About this Research Topic
Historically, the main knowledge source for pharmacovigilance consists of spontaneous case reports issued by healthcare professionals and patients and these case reports are usually manually reviewed by evaluators in a qualitative way. Pharmacovigilance has for a long time been confined to a role of passive surveillance of adverse drug reactions (ADRs), which means that measures to look for ADRs are limited to the encouragement of health professionals and others to report safety issues in order to alert the health authorities. This role is indispensable but should now be associated to a “pro-active” approach, in order to identify potential problems and safety risks before they emerge into crises. Additionally, under declaration is a major drawback limiting the ability of pharmacovigilance to process the evaluation of case reports and to detect early signals.
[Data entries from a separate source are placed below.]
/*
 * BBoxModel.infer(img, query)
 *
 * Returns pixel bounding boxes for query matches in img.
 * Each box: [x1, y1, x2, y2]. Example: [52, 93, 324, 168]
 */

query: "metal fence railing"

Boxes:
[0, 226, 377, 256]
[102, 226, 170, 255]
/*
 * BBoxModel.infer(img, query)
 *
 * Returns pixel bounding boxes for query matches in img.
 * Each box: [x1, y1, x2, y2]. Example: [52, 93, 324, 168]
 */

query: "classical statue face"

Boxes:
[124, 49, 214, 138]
In this context, the development of new data analytic methods and the availability of more efficient computing resources allows considering new data sources for pharmacovigilance, such as electronic health records, administrative claims systems, case-mix databases, social media, search log data and the medical literature. New data mining techniques are being implemented in order to detect safety signals in dominant pharmacovigilance data sources as well as in emerging data sources. Notable systematic efforts relevant with the Research Topic have already been conducted in projects such as the Observational Medical Outcomes Partnership (OMOP) http://omop.org, the Pharmacoepidemiological Research on Outcomes of Therapeutics by a European Consortium (PROTECT) http://www.imi-protect.eu, the EU-ADR European project https://bioinformatics.ua.pt/euadr/Welcome.jsp, the U.S. Food and Drug Administration’s Mini-Sentinel program https://www.sentinelinitiative.org, and the European Web-RADR project https://web-radr.eu.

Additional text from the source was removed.